= Beksi =

Beksi Silat is one of the most popular traditional martial arts (Betawi: maen pukul) of the Betawinese. This kuntao-silat hybrid style was originally developed in Kampung Dadap, a village in Kosambi district of Tangerang Regency, Banten Province, Indonesia. The founder of this style combined elements of his ancestral Chinese martial arts with the silat knowledge he received from his Betawi teachers. The style spread through his disciples to the coastal Betawinese and the Benteng Chinese around Kampung Dadap. Eventually, the silat style also reached Petukangan Selatan in South Jakarta and Batujaya in Tangerang.

==Etymology==
Opinions on the origin of the term Beksi vary. According to silat researcher G.J. Nawi, the term evolved from the phrase Bhe Si, which means 'horse stance' in Hokkien.

==History==
Beksi Silat was originally created by Lie Tjeng Hok, a peranakan Chinese farmer who created a unique mixed martial art that combined elements from his family's martial arts and Betawinese martial arts. His Betawinese martial arts masters are recorded as Ki Jidan and Ki Miah (also spelled Ki Maimah).

Lie Tjeng Hok taught the martial arts to his students, the Peranakan Chinese, and the coastal Betawinese around his home in Kampung Dadap, Kosambi, Tangerang. One of his most talented Betawinese students was Ki Muharli (or Marhali). Ki Muharli then had a Peranakan-Betawinese disciple named H. Gozali (or Godjalih) bin H. Gatong, who then taught his knowledge to his students in Petukangan, South Jakarta and in Batujaya, Batuceper, Tangerang. The main disciples of H. Gozali included Kong H. Hasbullah bin Misin, Kong M. Nur, Kong Simin, and Kong Mandor Minggu - who also studied with Ki Muharli. Among others, Lie Djie Tong and his successors were those who continue to teach this style in the vicinity of Kampung Dadap. From these places, the Beksi Silat styles spread throughout Greater Jakarta.

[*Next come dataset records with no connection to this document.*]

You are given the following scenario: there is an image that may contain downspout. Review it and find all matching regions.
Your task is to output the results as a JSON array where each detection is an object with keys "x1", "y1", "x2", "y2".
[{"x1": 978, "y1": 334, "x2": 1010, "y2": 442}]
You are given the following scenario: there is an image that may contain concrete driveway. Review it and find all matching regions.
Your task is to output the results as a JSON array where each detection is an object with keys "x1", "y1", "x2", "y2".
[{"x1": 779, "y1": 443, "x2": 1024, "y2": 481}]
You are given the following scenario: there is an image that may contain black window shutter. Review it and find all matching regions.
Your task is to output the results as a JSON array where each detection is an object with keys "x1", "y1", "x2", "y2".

It is estimated that there are at least 120 Beksi Silat clubs in the Jabodetabek area that participated in the Girli and Beksi Village Festival 2016 in the village of Batusari, in Batuceper, Tangerang.

==Forms==
===Basic forms===
Generally, Beksi Silat schools teach 12 basic forms or moves (Betawi: jurus), each of which has its own advanced forms (Betawi: kembangan). According to four grandmasters of Beksi schools in Petukangan, although there are differences in names and sequences, most schools teach at least 3 basic forms with the same names and sequences, namely: 1. Beksi, 2. Gedig, 3. Tancep.

===Form names===
Below are the form names of the Beksi Silat, according to Eddy Wijaya (H. Oki):
1. Loco Buni (Pukulan Celentang)
2. Goleng (Ngeles/Menghindar)
3. Bandut Atas - Bandut Bawah
4. Singkur Kiri - Singkur Kanan
5. Tiles (Pukul Kanan)
6. Jejek Kaki
7. Raub, or Saub (for hands)
8. Dedak Kuda ke Tanah
9. Tangkis
10. Sikut Belakang - Sikut Depan
11. Kibas Luar
12. Tangkep Dalem - Tangkep Luar
13. Kepret (down to the side and to the front with the fingers)
14. Totok (with a finger to the face)
15. Jurus Cabut Pisau
16. Jurus Pedang Tangan Kosong
17. Jurus Pedang Serangkai
18. Jurus Bangau Terbang
19. Jurus Ganden
20. Jurus Toya (Jurus Toya 1 - Jurus Toya 2)
21. Susul (Dobel Pukulan)
22. Baduk Kebo
23. Tekuk Saub
In addition, there is also a mentioned Beksi move which uses the foot, called Sam Kauw or Resiah Sembilan.